Thankfully, and in line with Singapore’s objective of being an AI and more generally deeptech hub, things have started to change. Among the efforts that I feel have not really emerged in France, are transition programs. University programs have evolved but it’s going take a few more years for students to go to market. In the meantime short training programs (3-9 months) have been put in place with a project coming directly from the industry, for instance, thanks to the collaboration of AI Singapore and iMDA: AI Apprenticeship. The aim is to rapidly shift experienced people to this market.
To be honest it has been difficult for us – for whom it is our core business – to participate in those programs. Most of the times, they were more developed for companies who don’t have the skills and needed them for a specific and well defined project.

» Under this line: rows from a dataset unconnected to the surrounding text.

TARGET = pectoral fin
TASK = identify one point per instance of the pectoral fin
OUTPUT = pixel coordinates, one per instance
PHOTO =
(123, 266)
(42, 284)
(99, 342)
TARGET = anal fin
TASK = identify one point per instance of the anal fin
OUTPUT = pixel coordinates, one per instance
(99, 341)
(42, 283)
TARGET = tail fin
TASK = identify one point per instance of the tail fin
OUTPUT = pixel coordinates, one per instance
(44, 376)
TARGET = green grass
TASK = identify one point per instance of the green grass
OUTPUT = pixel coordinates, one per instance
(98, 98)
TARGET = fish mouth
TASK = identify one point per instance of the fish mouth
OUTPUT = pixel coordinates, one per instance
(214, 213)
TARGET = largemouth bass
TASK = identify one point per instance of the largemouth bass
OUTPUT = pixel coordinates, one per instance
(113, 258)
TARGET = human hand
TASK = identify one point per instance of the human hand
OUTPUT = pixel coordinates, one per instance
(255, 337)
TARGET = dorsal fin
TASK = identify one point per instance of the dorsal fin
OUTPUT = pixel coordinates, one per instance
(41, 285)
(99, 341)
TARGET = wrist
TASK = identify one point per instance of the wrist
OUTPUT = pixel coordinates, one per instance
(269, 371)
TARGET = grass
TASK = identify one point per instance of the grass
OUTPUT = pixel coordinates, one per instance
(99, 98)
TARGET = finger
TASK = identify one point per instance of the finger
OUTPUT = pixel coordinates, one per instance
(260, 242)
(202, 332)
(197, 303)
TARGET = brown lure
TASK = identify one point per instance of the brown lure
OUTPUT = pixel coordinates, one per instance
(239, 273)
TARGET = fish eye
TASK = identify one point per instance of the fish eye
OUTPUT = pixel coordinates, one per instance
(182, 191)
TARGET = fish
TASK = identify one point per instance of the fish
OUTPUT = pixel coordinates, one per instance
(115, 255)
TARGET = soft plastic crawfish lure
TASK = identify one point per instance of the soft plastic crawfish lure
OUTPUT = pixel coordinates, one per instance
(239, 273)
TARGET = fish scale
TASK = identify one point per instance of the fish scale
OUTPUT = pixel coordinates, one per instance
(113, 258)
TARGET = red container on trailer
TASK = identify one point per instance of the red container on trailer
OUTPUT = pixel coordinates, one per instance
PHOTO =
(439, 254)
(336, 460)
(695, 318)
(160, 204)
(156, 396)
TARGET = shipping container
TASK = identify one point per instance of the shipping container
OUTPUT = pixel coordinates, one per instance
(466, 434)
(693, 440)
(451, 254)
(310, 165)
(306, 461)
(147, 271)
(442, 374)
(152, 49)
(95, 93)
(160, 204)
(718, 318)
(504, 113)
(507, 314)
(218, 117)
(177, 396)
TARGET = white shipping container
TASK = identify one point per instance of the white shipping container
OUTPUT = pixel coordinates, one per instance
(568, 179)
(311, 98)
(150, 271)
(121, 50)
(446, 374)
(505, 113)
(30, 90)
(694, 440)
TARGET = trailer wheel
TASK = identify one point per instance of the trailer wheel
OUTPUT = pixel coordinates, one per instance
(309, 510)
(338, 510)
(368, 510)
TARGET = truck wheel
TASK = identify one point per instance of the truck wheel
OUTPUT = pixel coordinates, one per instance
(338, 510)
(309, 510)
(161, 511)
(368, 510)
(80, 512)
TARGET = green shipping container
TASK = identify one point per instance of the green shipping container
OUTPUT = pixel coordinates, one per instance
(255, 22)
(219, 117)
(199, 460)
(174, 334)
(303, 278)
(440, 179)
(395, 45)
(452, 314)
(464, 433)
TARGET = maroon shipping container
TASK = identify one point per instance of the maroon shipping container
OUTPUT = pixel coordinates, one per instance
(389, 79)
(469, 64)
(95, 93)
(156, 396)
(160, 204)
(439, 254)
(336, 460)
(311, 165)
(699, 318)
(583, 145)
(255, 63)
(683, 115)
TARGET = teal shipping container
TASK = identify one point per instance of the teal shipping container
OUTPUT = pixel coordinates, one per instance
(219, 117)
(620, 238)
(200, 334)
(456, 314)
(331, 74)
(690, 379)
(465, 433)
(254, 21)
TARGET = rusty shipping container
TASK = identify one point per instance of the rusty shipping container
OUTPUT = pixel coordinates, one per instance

The brighter side is more people with AI skills are now on the market, and we’re really looking forward to seeing more! And this allows us to build a real hub here in Singapore to address Asia, not only for sales and operations but also for R&D.
How “Dare you” to be a women in tech?
To be honest I find that question a bit strange, it seems so obvious to me that everyone and anyone should dare to be what they desire! People’s first impression on who you are, what you do, shouldn’t dictate your life. Only your own desire, passion and experience can define what you are good at and what you want/can do.
That is my strong belief, and I can get into quite heated conversations about it. But that doesn’t mean that it is easy. I can’t count the number of times where people have asked me to bring one of my “technical colleagues” to the meeting, or to turn to my male colleagues when looking for seniority, because they are not expecting a young woman to have such a deep knowledge on technical details. But to be fair, I have definitely made the same mistake!
But I can tell you, there’s nothing more satisfying than spending the first 5-10min of the meeting showing them that you really know what you’re talking about and that you should be taken seriously. And in most cases, it actually earns you a lot of respect from whoever made the mistake in the first place.
How do you intend to bring more diversity in AI?
I think the first step is to recognise that we all have biases. ALL OF US, no exception. And because it is easier to find common ground with people that are similar to you, well it is easy to build a company, a group of friends, with people that are all thinking the same way!
Oh how easy it is, on a personal level, when you arrive in a new country to contact the French living there, and recreating a little France around you in this new country. But there is so much to learn from other cultures, other mindsets.
Don’t get me wrong, I love the French community here, and I’m proud to be a part of it today. My point is: I didn’t start there, because it would have been way too hard to get out of it in a second time.
The same applies in our professional lives. It is important to realise that innovative solutions, game changer solutions, come by confronting different point of views, experiences, and expertise.
As a French engineer, I give a lot of value to that status, and trust this path of education and the input a French engineer can give to a company. But I also have learnt so much from my Singaporean and international colleagues that have followed a different path of life. For me, diversity is essential to innovation and progress.